General Design Principles
These principles apply across all pillars and form the foundation of a well-architected system in the cloud:
- Stop guessing your capacity needs: Eliminate guesswork when provisioning resources. You can use auto-scaling to match supply with demand dynamically, reducing costs and improving user experience.
- Test systems at production scale: In the cloud, you can create a production-scale test environment on-demand, complete your testing, and then decommission it. This allows for accurate testing without the high cost of maintaining a permanent test environment.
- Automate to make architectural experimentation easier: Automation allows you to create and replicate systems quickly and reliably. This makes it easier to experiment with different instance types, storage options, or configurations to see what works best.
- Allow for evolutionary architectures: In a traditional environment, architectural decisions are often static and hard to change. In the cloud, you can design systems that evolve. This enables you to automate and test changes, so your architecture can adapt as business needs change.
- Drive architectures using data: Collect data on how your architectural choices impact business goals. Use this data to inform your decisions and select the right architectures and resource configurations.
- Improve through game days: Regularly schedule "game days" to simulate failure events or high-load scenarios. This is a crucial practice for testing how your systems and teams respond to problems, helping you identify areas for improvement before a real event occurs.
The Six Pillars & Their Design Principles
1. Operational Excellence Pillar
This pillar focuses on running and monitoring systems to deliver business value and continuously improving supporting processes and procedures.
- Perform operations as code: Automate everything. Define your entire workload (applications and infrastructure) as code and update it with code.
- Make frequent, small, reversible changes: Design systems to allow for small, incremental changes that can be easily reversed if they fail. This reduces the scope and impact of potential failures.
- Refine operations procedures frequently: Continuously evolve your operational procedures. As you use them, look for opportunities to improve and automate.
- Anticipate failure: Proactively identify potential sources of failure. Test your failure and response procedures to ensure they are effective.
- Learn from all operational failures: Treat every operational failure as a learning opportunity. Conduct a thorough post-mortem to understand the root cause and implement improvements to prevent recurrence.
2. Security Pillar
This pillar focuses on protecting information, systems, and assets while delivering business value through risk assessments and mitigation strategies.
- Implement a strong identity foundation: Use the principle of least privilege and enforce separation of duties. Centralize identity management and aim to eliminate reliance on long-term static credentials.
- Enable traceability: Monitor, alert, and audit all actions and changes in your environment in real time. Integrate logs and metrics with systems that can automatically investigate and take action.

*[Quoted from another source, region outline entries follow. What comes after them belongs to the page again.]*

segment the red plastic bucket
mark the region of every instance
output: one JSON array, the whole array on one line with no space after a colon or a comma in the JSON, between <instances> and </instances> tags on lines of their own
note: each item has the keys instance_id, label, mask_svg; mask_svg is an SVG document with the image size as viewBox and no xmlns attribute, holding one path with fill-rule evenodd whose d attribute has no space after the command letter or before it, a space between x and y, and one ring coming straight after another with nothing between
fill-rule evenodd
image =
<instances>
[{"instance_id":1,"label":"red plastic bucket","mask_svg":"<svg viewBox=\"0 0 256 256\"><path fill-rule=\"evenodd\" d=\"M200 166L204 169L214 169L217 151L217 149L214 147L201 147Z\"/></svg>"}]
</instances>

- Apply security at all layers: Instead of just focusing on the edge of your network, apply a defense-in-depth approach with security controls at all layers (e.g., network, VPC, subnet, load balancer, instance, OS, application).
- Automate security best practices: Automate security mechanisms to improve your ability to scale securely and rapidly. This includes things like security patching, vulnerability scanning, and configuration management.
- Protect data in transit and at rest: Classify your data into sensitivity levels and use mechanisms like encryption, tokenization, and access control where appropriate.
- Keep people away from data: Create mechanisms and tools to reduce or eliminate the need for direct human access to data. This minimizes the risk of mishandling or unauthorized modification.
- Prepare for security events: Have an incident management process that aligns with your organizational requirements. Run incident response simulations and use automation to speed up detection, investigation, and recovery.
3. Reliability Pillar
This pillar focuses on ensuring a workload performs its intended function correctly and consistently when it’s expected to. A resilient workload can recover from infrastructure or service disruptions.
- Test recovery procedures: Use automation to simulate different failures or to re-create scenarios that led to past failures. This helps you understand the impact of failures and validates your recovery procedures.
- Automatically recover from failure: By monitoring a workload for key performance indicators (KPIs), you can trigger automated recovery processes when a threshold is breached, reducing manual effort and recovery time.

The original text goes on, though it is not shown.